Nose Work and Your Primitive Dog

If there is one thing I’ve noticed about my primitive dogs, it’s that they love to explore their world.  Sometimes they would rather do that than take treats or play with toys!  Sniffing is a huge part of that exploration, as they have a need to know what other dogs, people, and birds/small game have been around.  As such, and with my experience training detection dogs professionally, I figured that my own dogs could really have fun with the up and coming (at the time) sport of nose work.  Well, it turns out that I was right!

 Katie Brennan's Jari showing a great alert for this building hide!

Katie Brennan's Jari showing a great alert for this building hide!

Why is nose work so popular?  Part of the reason is because almost any dog can participate.  There are blind dogs, deaf dogs, and dogs with mobility issues who are successful in the sport.  And since there is only one dog in the search area at a time, dogs who may be reactive are able to search without issue.  It is designed to be only “one at a time” with no doggy onlookers because all searches in a trial setting are, of course, blind (so the handler has no idea where it is).  And even for those dogs uncomfortable around lots of people, this is a great sport since even the judges are a good distance away from the search area.  This ability to search without undue pressure for reactive dogs is one reason it can be such a confidence builder!

Another reason behind the popularity has to do with something I mentioned before – sniffing is instinctual.  Dogs love to do it!  When we train nose work we are pairing a specific smell with something that the dog loves (treats, toys, etc.).  Using their innate skills, the dog just has to tell us where the smell is coming from, and they get a reward!  How fun is that?!

 Not a primitive dog, but here is Katie working a Lab named Morgan at the Penn Vet Working Dog Center on the scent wall.  Morgan is now a certified, working narcotics detection dog.  And all his work he does for a chance to play ball or tug with his handler!

Not a primitive dog, but here is Katie working a Lab named Morgan at the Penn Vet Working Dog Center on the scent wall.  Morgan is now a certified, working narcotics detection dog.  And all his work he does for a chance to play ball or tug with his handler!

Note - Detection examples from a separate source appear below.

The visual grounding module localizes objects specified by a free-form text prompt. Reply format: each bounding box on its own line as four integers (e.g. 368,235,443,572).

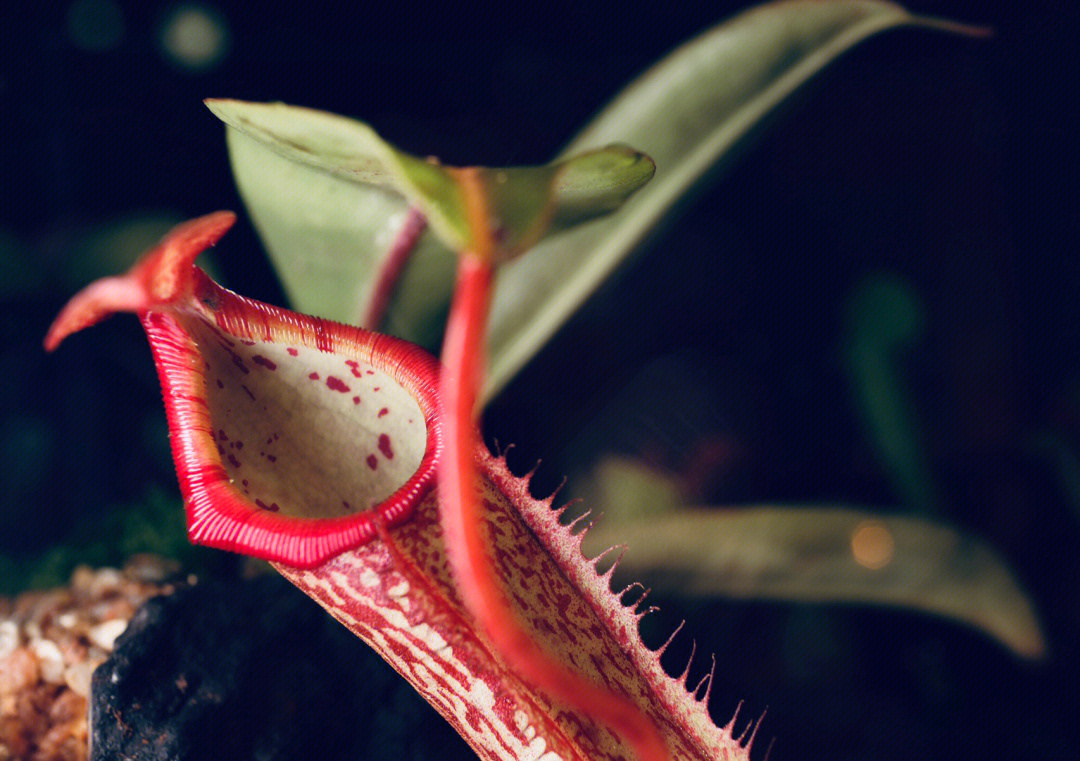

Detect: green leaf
484,0,977,399
206,99,654,325
584,506,1045,658
208,0,977,399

Nose work also does not require much space or equipment, making it ideal for people who might not have a yard, or a lot of money to spend on dog stuff.  Even if you want to compete, you do not need to put out a ton out of pocket unless you absolutely want to enter a lot of trials and/or seminars (which are always a fun time!).  Online classes are proving very successful (shameless plug – stay tuned for Couch Wolves online class announcements coming soon!), and practicing on your own is very easy once you understand a bit about scent theory and appropriate hide placement.  As you learn how to set hides, you can therefore create search puzzles that are easier for motivation and confidence building, or more difficult, to really push your dog and make them think, and everything in between!

The last reason I will mention has to do with personality types for primitive dogs in particular.  Many of them are labeled as independent and aloof, reactive and dog aggressive.  And indeed some are supposed to be just that!  So rather than putting them in to a position of having to work off leash at close proximity to other dogs running as in agility, or being touched/close to a judge looking on as in obedience, nose work gives these intelligent dogs the productive mental outlet we as owners are constantly wanting to provide.